Home

/

GitHub

/

rdrr1990/kerasformula

/

short_course/kerasformula_lab4.md

kerasformula: A High-Level R Interface for Neural Nets

Lab 4: Congressional Text as Data

Pete Mohanty 8/29/2018

Labs: You will be asked to complete several activities throughout the day. There are several questions that you should answer as you go. You may be asked some questions about concepts which haven't been introduced yet--that's fine, just do your best to make some notes and they'll be covered soon. Activities are best done with your neighbor but be sure to write your own code and make your own notes too. Examples are meant to run in under a minute; if they are taking much longer, stop and subset the data.

Goal: Fit a model classifying Congressional immigration votes using elements of the text as features.

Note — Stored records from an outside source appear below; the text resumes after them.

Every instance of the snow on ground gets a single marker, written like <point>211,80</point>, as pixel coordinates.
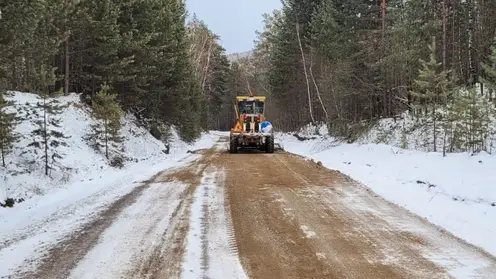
<point>80,186</point>
<point>24,176</point>
<point>210,250</point>
<point>142,227</point>
<point>456,192</point>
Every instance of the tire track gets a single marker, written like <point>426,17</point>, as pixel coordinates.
<point>63,257</point>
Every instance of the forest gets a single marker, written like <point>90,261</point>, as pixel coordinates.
<point>339,62</point>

Data: Use the data available on the course Github page from gathered with library(Rvoteview) (see lecture 1 for detail). You may of course choose to work your own data if its amenable.

library(kerasformula)
if("immigration_roll_call.RData" %in% dir()){
  load("immigration_roll_call.RData")
}else{
  load(url("https://bit.ly/2PtHGOG"))
}

The data, found in a nested structure called rc, comes in few a formats. The long format is most useful but is quite large so some care needs to be taken.

head(rc$votes.long)

          id icpsr     vname vote
1 MP10199908 99908 RH1010873    1
2 MH10115090 15090 RH1010873    9
3 MH10110717 10717 RH1010873    1
4 MH10115632 15632 RH1010873    6
5 MH10111000 11000 RH1010873    6
6 MH10114419 14419 RH1010873    9

dim(rc$votes.long)

[1] 179241      4

The outcome is coded as follows:

rc$codes

$yea
[1] 1 2 3

$nay
[1] 4 5 6

$notInLegis
[1] 0

$missing
[1] 7 8 9

That means there a few ways to treat this as a classification problem (just don't forget as.factor(), show below, so the integer codes don't wind up being regressed on)... Run the code below to get a sense of the data...

rc$n    # obs on DV (legis x bill)
rc$m    # number of immigration bills voted on
dim(rc$vote.data)  # data about each bill
head(rc$vote.data)

For example, if we wanted to add congressional session to the data...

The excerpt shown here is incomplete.